Fate System Toolkit
The Horror Paradox
At face value, Fate is a bad fit for the horror genre. It’s right there in the opener of Fate Core: “…works best with any premise where the characters are proactive, capable people leading dramatic lives.” Horror does its dark work by placing characters in deadly, inescapable circumstances beyond their control. In horror, characters are often forced to react, rather than act. Despite their capabilities, characters face threats that outclass them; their competence isn’t enough to win. Defeat seems inevitable, and success comes at a high cost. Rather than charge in and win the day, characters focus more on surviving the next few minutes and making good on an escape.
How do we reconcile these two realities? How do we take a system built for proactive, capable characters and make it serve the needs of the horror genre?
That’s the Fate-plus-horror paradox. This is how we solve it.
Horror is really all about the visceral, emotional response the players have to the game. System is absolutely able to drive this, with your help. For our toolkit purposes, horror is a combination of oppressive atmosphere, impossible circumstances, and stark desperation.
Compels Aplenty: While compels aren’t tools for forcing outcomes, they are tools for making things go wrong. So make them abundant. Place aspects on the scene, the story, the campaign—and compel them to make things go wrong for everyone. Simply dropping Death Comes for Everyone onto the story and compelling it at the exact worst time (for the players) to make things that much worse will get lots of traction. Yeah, the players affected will walk away with some fate points—which they’ll need in order to survive—but they’ll also feel the emotional gut-punch of the moment—and will wonder when the next compel is going to land. Make them hurt. Make them worry.
Every Path a Dark One: Aspects aren’t the only way to evoke atmosphere. You can deliver, too, with obstacles and zones. It’s never easy to run away from horror, so clutter the path to salvation with obstacles. (Read more on obstacles, below.) And when you’re drawing your zone maps, make it all more claustrophobic than usual: more zones covering less space. While the physical distances aren’t any different, it’s just plain harder to get away from the dangerous places in horror—in a regular house, the front door might just be a zone away. In a haunted house? Try more like five or ten… and never let them sprint the full length.
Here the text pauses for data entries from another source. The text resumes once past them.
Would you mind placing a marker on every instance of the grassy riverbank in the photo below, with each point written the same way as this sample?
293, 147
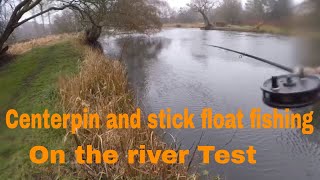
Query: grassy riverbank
66, 76
238, 28
28, 84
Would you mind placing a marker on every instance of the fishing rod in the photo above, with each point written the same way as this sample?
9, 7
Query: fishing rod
255, 57
286, 91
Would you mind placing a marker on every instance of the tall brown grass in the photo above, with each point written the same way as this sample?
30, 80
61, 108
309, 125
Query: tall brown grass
102, 87
23, 47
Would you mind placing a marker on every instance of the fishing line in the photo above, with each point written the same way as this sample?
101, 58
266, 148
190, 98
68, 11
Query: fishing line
255, 57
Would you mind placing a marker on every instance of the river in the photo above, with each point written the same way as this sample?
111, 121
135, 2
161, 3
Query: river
176, 69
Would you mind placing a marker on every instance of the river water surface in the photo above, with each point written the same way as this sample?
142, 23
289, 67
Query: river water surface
176, 69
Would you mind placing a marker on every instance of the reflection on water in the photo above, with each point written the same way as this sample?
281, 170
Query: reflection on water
175, 69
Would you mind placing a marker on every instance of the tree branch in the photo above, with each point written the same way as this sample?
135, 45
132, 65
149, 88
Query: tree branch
40, 13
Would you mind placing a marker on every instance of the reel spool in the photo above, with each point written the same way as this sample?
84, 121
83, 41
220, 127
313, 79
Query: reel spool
291, 91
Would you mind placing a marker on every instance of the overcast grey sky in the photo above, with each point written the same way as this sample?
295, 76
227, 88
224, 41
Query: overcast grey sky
181, 3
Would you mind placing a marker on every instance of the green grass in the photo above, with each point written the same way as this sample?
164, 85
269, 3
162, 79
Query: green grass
29, 84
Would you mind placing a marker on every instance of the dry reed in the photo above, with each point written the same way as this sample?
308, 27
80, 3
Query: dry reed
102, 87
23, 47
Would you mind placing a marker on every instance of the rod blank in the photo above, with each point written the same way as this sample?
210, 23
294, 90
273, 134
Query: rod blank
257, 58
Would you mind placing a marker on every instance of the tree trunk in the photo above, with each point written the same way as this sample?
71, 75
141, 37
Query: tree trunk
3, 38
207, 23
93, 34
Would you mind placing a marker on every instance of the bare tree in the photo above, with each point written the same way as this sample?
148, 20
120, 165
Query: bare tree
19, 9
124, 15
203, 6
120, 15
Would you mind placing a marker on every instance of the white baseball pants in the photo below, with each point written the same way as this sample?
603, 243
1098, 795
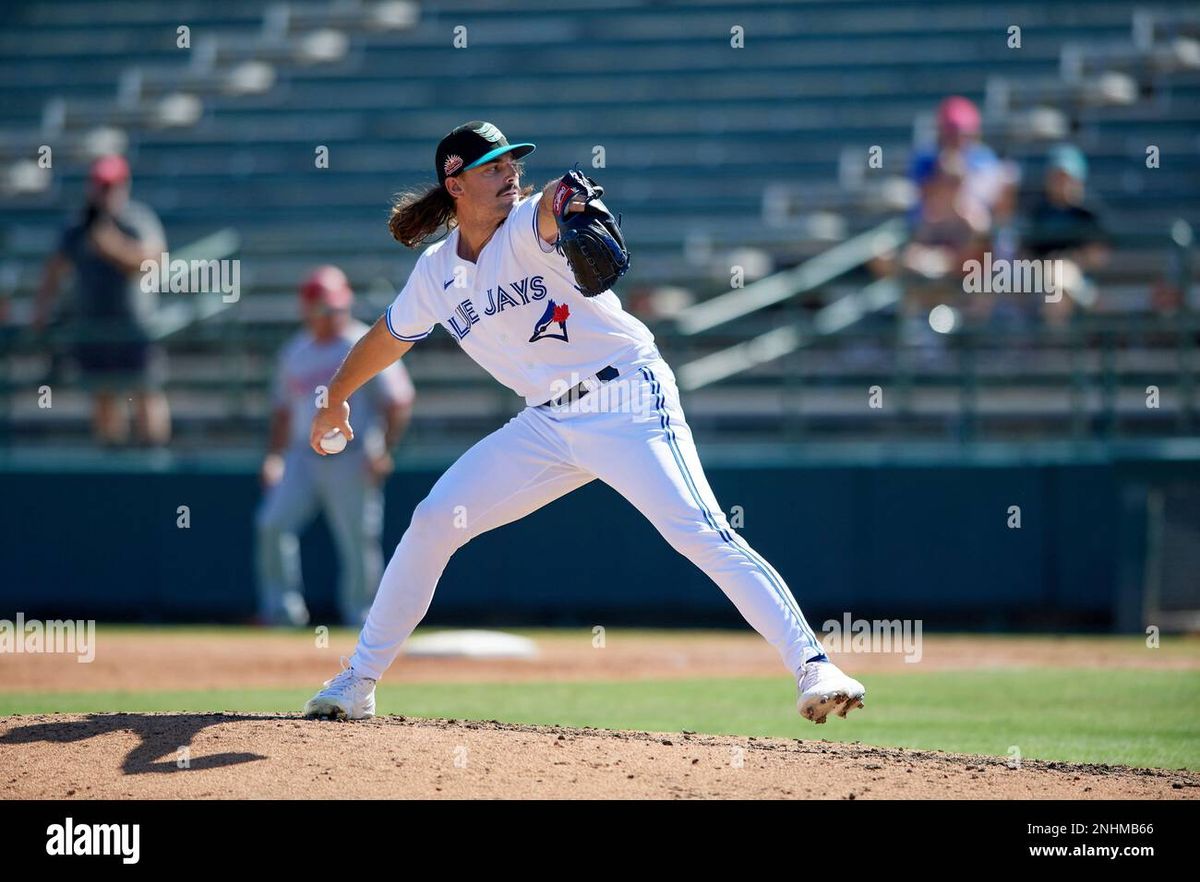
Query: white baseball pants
631, 435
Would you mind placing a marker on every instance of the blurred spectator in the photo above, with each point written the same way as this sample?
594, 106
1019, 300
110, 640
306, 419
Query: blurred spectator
988, 181
347, 485
109, 316
951, 228
1066, 226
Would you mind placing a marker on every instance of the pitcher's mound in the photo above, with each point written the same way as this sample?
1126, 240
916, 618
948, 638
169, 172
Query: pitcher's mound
53, 756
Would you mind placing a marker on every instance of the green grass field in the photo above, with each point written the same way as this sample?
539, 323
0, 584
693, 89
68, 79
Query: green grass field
1121, 717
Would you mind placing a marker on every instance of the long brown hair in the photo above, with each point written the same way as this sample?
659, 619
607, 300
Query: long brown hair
419, 214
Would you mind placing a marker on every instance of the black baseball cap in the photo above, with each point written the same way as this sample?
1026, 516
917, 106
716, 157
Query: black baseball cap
473, 144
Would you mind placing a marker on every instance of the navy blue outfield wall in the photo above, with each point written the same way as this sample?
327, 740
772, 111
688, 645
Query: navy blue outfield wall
877, 535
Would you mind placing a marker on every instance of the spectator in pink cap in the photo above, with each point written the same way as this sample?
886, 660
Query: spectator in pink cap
989, 181
111, 313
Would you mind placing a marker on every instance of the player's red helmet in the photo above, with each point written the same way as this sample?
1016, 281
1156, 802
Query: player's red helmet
329, 286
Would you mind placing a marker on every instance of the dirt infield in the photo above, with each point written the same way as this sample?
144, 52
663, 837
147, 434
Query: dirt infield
141, 660
283, 756
245, 756
256, 756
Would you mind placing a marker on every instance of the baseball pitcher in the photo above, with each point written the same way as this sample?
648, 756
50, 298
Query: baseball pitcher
523, 283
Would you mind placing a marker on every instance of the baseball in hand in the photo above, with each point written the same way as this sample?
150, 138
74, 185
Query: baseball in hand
333, 442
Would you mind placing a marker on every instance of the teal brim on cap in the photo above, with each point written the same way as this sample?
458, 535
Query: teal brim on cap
499, 151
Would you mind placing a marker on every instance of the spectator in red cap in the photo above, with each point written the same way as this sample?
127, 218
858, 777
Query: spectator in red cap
348, 486
111, 313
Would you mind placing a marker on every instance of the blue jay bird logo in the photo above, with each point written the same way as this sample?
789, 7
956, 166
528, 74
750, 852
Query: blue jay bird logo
555, 315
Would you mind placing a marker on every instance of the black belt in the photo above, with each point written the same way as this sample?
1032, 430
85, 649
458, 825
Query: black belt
604, 375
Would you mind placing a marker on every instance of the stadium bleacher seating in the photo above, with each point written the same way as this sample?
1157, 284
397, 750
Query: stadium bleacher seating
696, 133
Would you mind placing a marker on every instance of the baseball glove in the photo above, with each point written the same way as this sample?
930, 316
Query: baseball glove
589, 239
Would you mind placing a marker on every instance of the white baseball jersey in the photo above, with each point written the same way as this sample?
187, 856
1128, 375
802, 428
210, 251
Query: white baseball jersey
516, 311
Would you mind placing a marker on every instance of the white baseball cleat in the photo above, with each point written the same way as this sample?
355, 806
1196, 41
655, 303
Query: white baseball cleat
345, 697
826, 689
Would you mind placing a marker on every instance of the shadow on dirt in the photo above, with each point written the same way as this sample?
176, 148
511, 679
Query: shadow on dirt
165, 738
Just because the characters are empowered protagonists doesn’t mean things have to be easy for them.
Any obstacle’s difficulty set at two higher than the skill to overcome it is likely to need an invoke. With players’ best skills topping out at Good or Great, that means your starting level for difficulties should be in the same range, and go up from there. Don’t skimp on this. Really turn the screws!
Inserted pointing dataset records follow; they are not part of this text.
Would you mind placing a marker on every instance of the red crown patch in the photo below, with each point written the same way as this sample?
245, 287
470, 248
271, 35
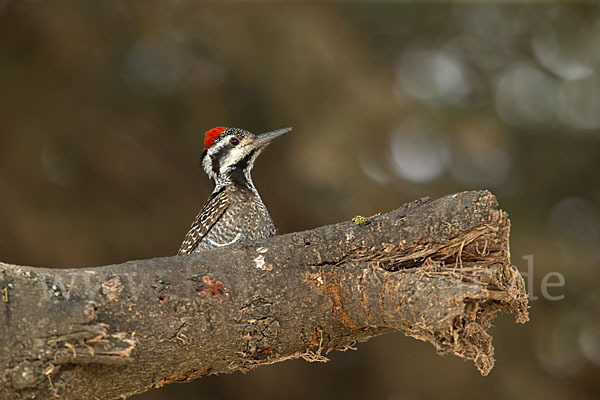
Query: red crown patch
212, 135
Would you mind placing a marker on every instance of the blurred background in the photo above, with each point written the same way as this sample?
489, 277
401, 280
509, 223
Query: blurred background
103, 105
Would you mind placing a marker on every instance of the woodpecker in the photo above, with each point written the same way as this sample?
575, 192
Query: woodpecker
234, 210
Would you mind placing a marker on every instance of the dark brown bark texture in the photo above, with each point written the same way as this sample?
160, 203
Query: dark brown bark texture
436, 270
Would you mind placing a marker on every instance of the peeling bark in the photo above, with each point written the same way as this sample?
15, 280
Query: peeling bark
438, 271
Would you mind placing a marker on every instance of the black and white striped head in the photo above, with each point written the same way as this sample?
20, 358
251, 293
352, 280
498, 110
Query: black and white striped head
229, 154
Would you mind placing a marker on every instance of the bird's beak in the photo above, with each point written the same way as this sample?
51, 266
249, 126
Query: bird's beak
265, 138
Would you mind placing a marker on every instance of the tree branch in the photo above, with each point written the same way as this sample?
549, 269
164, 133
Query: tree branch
438, 271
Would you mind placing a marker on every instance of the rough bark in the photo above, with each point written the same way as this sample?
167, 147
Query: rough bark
438, 271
With high difficulties come higher chances of failure. Rather than turn this into player paralysis and apathy, make heavy use of “succeed, but at a cost” as an alternative—and give the potential costs some real teeth. Make the price uncomfortable. When paying you your due, the players will feel horror’s bite. Every step forward spills just a little more blood. It’s death by degrees.
In fights against impossibly tough foes, the players will be inclined to concede, to try to wrest some control of the situation. There’s no reason not to accept these concessions, but you should always advocate, hard, for concessions that truly hurt. Here, too, is where they will pay a price, and feel the teeth bite down.
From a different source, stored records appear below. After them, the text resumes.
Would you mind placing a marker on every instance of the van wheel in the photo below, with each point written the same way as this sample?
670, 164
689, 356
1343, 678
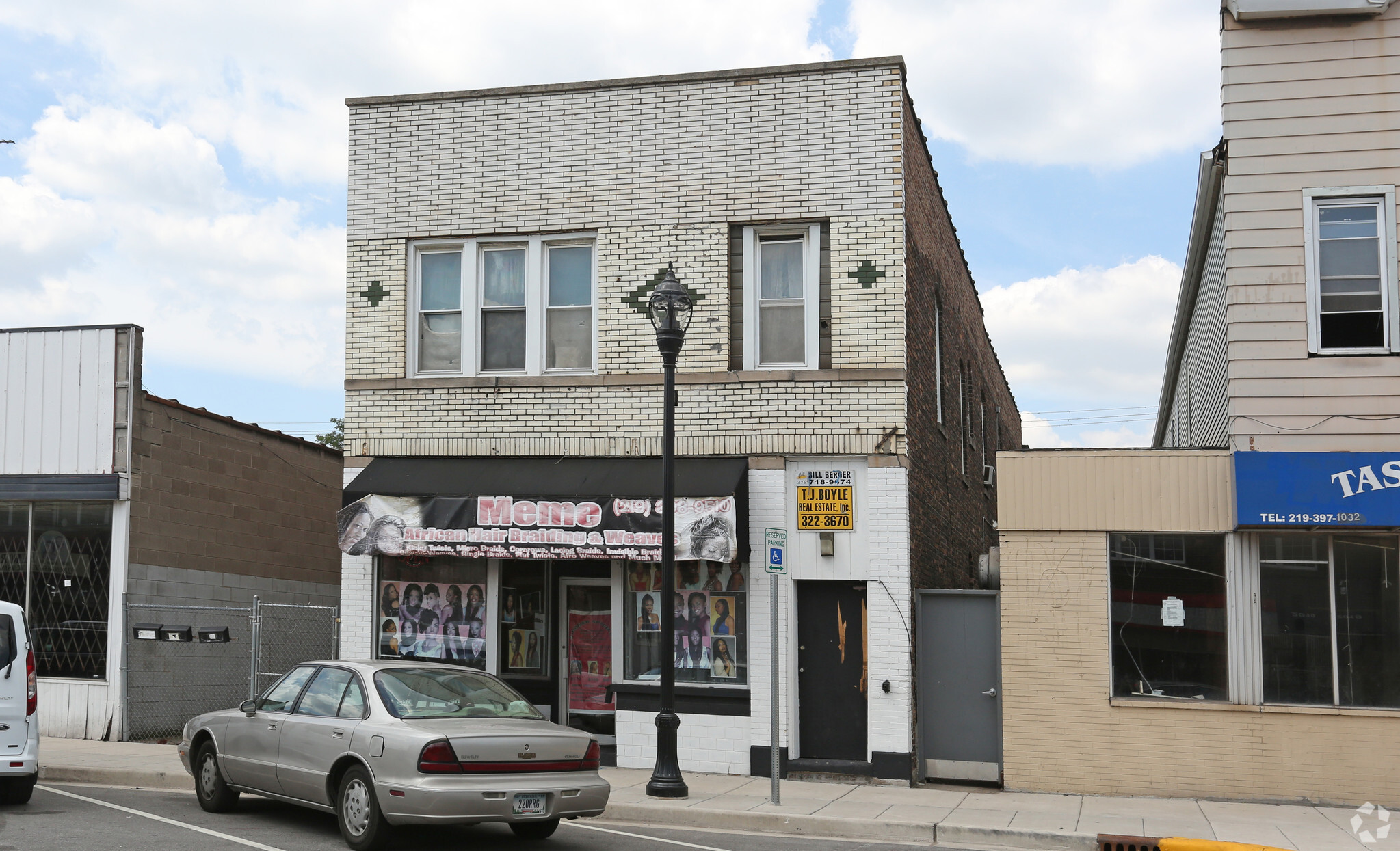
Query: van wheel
17, 789
211, 788
535, 830
358, 811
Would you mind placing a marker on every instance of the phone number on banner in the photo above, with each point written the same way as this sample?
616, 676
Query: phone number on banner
1312, 518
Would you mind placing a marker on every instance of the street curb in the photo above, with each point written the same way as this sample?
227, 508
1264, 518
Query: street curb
856, 829
1009, 837
790, 824
116, 777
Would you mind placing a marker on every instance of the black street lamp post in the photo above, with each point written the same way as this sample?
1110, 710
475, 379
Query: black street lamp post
671, 307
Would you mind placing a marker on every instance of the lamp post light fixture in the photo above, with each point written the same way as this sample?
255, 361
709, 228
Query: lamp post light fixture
670, 308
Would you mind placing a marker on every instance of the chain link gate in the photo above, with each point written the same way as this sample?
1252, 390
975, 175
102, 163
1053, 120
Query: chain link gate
168, 682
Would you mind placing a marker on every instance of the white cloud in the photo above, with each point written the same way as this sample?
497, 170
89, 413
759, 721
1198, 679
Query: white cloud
1055, 81
1095, 335
269, 77
216, 279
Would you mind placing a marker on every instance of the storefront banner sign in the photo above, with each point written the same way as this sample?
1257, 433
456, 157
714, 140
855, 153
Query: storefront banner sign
1318, 489
537, 528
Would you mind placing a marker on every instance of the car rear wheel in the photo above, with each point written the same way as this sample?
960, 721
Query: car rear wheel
17, 789
358, 811
535, 830
215, 796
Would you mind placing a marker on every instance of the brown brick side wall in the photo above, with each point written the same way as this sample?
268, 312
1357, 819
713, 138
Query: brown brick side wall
949, 511
215, 496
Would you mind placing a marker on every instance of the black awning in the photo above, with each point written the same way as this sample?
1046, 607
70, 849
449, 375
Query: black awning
626, 478
69, 486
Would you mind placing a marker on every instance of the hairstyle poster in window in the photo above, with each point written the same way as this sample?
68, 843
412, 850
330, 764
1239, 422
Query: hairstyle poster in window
696, 651
723, 617
698, 612
510, 605
390, 637
643, 577
529, 609
648, 618
724, 654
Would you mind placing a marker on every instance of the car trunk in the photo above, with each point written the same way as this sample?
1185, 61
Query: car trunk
510, 745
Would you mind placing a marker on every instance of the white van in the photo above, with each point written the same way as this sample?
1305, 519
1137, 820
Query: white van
18, 705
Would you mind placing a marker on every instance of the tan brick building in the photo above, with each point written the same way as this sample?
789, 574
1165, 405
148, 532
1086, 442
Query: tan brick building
111, 496
503, 244
1217, 618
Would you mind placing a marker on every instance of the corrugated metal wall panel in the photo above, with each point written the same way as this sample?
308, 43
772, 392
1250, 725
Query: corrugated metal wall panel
1137, 490
56, 401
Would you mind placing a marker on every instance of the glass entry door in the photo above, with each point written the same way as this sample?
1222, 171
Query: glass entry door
585, 654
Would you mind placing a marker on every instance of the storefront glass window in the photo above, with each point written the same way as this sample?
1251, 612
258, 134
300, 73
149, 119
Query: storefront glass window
14, 542
710, 640
1168, 605
524, 619
1295, 619
1330, 621
433, 608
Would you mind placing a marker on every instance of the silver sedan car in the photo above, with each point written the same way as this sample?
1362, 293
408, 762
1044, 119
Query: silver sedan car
397, 742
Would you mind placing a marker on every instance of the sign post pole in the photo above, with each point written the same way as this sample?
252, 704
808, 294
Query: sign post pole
776, 541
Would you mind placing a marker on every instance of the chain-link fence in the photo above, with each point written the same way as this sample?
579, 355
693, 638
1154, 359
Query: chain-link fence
174, 675
290, 634
170, 682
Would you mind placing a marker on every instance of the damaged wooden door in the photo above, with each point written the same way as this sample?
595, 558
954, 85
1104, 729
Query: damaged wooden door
833, 671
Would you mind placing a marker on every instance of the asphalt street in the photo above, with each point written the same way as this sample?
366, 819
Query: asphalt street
76, 818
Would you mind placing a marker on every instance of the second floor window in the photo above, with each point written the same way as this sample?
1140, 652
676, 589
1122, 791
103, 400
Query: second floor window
782, 297
1350, 273
504, 306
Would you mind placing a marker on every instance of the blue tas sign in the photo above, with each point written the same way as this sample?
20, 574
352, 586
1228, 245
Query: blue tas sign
1318, 489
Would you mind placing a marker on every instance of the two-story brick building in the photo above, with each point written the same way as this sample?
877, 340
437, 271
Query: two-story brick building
503, 401
1217, 617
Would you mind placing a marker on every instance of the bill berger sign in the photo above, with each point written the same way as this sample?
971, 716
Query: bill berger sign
527, 528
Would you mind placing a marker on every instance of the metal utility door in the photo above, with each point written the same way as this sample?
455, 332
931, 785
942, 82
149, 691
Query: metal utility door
832, 679
960, 685
585, 658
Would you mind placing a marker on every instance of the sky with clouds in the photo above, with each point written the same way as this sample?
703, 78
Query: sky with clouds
183, 165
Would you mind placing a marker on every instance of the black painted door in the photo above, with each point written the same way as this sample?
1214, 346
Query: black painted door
832, 681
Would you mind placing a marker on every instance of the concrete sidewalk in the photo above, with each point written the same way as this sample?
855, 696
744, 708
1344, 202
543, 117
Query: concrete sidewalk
947, 815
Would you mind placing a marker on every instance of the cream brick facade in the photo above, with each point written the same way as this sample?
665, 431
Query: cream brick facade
665, 170
659, 171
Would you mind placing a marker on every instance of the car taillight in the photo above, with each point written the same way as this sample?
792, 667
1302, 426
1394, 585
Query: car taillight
438, 757
33, 686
All of this drives towards a feeling of desperation. And so…
Desperation arises from threatened, sparse resources and hard choices made under pressure. A player character’s finite resources include fate points, stress, and consequences. Limit these without making them absent. Consider:
- Low refresh: If the players only have a few fate points, those fate points will feel precious. They’ll need to spend them if they want to succeed cleanly—or at all. The tension in this choice heightens anxiety.
- Minimal stress tracks: Don’t give them more than a box or two, if you give them any. In horror, characters shouldn’t have much of a buffer before they start to break and bleed. Additionally, if you use a mental or sanity stress track, lasting trauma, terror, and madness are just moments away.
- Weaker consequences: Consider making consequences soak less damage. The default dial is -2/-4/-6 for mild, moderate, and severe, which is pretty hefty. For horror, think about halving all those numbers, or trying -1/-2/-4. It won’t take much of a hit to really hurt the characters, making any kind of conflict all the more dangerous.
Pair your system design with hard choices for the characters that they’ll have to make under pressure. This will take away clean, easy victories. After all, the PCs themselves are finite resources: they can’t be in two places at once. And pressure arises from a lack of time. Time is the final finite resource that you as the GM can control. In horror, there should never be enough time.
So give your players too much to do and not enough time to do it. The people and things characters care about are also finite resources—and for a GM, they’re often easier to threaten than the character himself. Save your husband or your child: but never both—there’s only one of you, and two bombs at opposite ends of the house.
Your players will hate you for it. And if they came to all this to really revel in the horror—they’ll love you for it, too, screaming all the way.